Storage hardware is the backbone of the storage world.
Having reached a high state of maturity, it doesn’t get the coverage it once merited. Yet, it remains a vital element and one that generates billions in infrastructure costs on an annual basis.
Despite its maturity, though, the storage hardware market continues to evolve. Here are some of the top trends in the storage hardware market:
1. Overcoming storage bloat
Data storage started by being connected directly attached to the computer.
The introduction of shared storage, storage area networks (SANs) and network-attached storage (NAS), changed the game relative to efficiency, creating a network of storage devices that could be shared by many computers/servers, drastically improving storage efficiency. So why did the industry regress to direct-attached storage (DAS) and software-defined storage (SDS)?
DAS, after all, is not the most efficient storage architecture. It results in trapped capacity and unwanted copies of data.

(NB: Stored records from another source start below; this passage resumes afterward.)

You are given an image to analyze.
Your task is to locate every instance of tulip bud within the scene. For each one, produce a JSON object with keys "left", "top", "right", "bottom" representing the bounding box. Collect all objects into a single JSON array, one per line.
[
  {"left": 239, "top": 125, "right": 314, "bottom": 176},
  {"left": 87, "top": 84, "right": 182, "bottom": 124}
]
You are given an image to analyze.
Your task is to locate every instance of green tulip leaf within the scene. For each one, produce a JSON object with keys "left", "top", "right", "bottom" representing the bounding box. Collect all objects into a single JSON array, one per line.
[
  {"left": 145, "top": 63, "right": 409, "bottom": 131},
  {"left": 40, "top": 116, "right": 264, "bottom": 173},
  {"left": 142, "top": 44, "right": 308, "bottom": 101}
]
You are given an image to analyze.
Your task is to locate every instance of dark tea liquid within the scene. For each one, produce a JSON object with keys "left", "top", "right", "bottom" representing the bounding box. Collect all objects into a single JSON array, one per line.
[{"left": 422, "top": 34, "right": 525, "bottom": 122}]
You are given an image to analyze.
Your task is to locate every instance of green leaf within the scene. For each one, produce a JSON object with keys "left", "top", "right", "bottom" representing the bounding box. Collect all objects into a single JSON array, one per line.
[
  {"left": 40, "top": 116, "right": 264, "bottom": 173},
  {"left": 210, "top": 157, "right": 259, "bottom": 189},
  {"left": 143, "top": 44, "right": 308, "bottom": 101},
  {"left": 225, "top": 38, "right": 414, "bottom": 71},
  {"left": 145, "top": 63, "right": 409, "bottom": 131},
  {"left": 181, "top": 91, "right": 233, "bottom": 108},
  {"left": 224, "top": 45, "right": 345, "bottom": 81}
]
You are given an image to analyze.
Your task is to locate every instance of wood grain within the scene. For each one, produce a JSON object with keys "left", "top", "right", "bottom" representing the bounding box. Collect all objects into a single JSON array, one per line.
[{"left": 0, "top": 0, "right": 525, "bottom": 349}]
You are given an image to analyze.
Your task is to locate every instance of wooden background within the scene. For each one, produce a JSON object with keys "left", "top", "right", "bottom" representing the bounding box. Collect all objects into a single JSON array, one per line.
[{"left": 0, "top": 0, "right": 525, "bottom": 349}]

“The most likely answer was the ever-increasing cost of shared storage solutions bloated with unnecessary features and proprietary storage stacks,” said Derek Dicker, CEO, Nyriad.
“Businesses and the industry were happy to add the cost and complexity of DAS/SDS, because it was still more economical than buying overpriced SAN/NAS solutions.”
In a sense, the NAS and SAN providers dominated the market to such an extent that some of their solutions became bloated. Inevitably, there was market pushback. The hyperscalers were the most vocal in this transition. They openly stated they would not buy expensive shared storage with unneeded features from large OEMs, Dicker said.
2. Vendor consolidation
Part of the reason for the pushback was the amount of consolidation that occurred, with storage startups and smaller competitors being gobbled up.
The result is a top-heavy storage hardware market consisting of a few huge players.
Three tape hardware vendors and three hard disk drive (HDD) and solid-state drive (SSD) vendors rule the roost, according to Steven Santamaria, CEO, Folio Photonics.
“Six vendors provide the storage for the bulk of the world’s archival data, which is about 80% of all data stored,” Santamaria said.
“The vast majority of it is not made in the U.S.A. We need new players and solutions in the archival space. Otherwise, we have a high risk of a vertical market failure.”
3. Shared storage revival
While the trends of vendor consolidation, pushback against storage hardware feature bloat, and the revival of DAS have reshaped the storage landscape, the last couple of years have witnessed yet more change.
Dicker with Nyriad said that the big hyperscalers have modified their architectures to pool storage resources separately from compute/memory, thus starting to move away from the DAS architecture they made popular.
COOs of large data centers realized that the refresh cycle of data storage was on a different cadence than compute processors and memory. They could gain back the efficiency lost with DAS by disaggregating. Significant progress has been made on the concept of a composable architecture. It allows the addition of pooling compute and memory along with storage.
“With the ecosystem advancements supporting shared resources, new solutions will set the standard for shared data storage architectures that combine the benefits and efficiencies of shared storage without the burden of expensive, proprietary software stacks,” Dicker said.
“The new shared storage will enable the open ecosystem, delivering only the essential storage management features and data protection, enabling the most efficient and economical storage solutions.”
4. Consolidation of customers
In parallel with vendor consolidation, there has been a distinct trend toward customer consolidation.
Half a dozen or so hyperscalers now purchase 60% of all data storage products manufactured.
This buying power has them creating storage features, architectures, and cloud services that are so attractively priced that it is hard for others to muscle in on the market. Santamaria added that these hyperscalers demand price decreases and road map acceleration from storage hardware vendors.
“This gets to the point where next generation products are at risk as margins and investment decrease,” said Santamaria with Folio Photonics.
Non-hyperscaler data centers and enterprises desiring on-prem storage are becoming undesirable in the industry, he said.
“And unfortunately, many of them cannot use hyperscalers due to internal compliance issues,” Santamaria said
5. TCO importance
The price of storage hardware used to be the focus in buying. These days, it is now total cost of ownership (TCO) and environmental credentials.
“There is increased focus on the power consumption and TCO of storage rather than the cost of storage acquisition,” said Santamaria with Folio Photonics.
“2025 projections are that 3% of global energy generated will go to power and cool data centers. Given storage is ~30% of power usage in data centers that is a staggering 1% of global power. And the projections only climb in the future.”
The industry is being required to address this and greatly reduce the power inefficiency of the underlying storage hardware.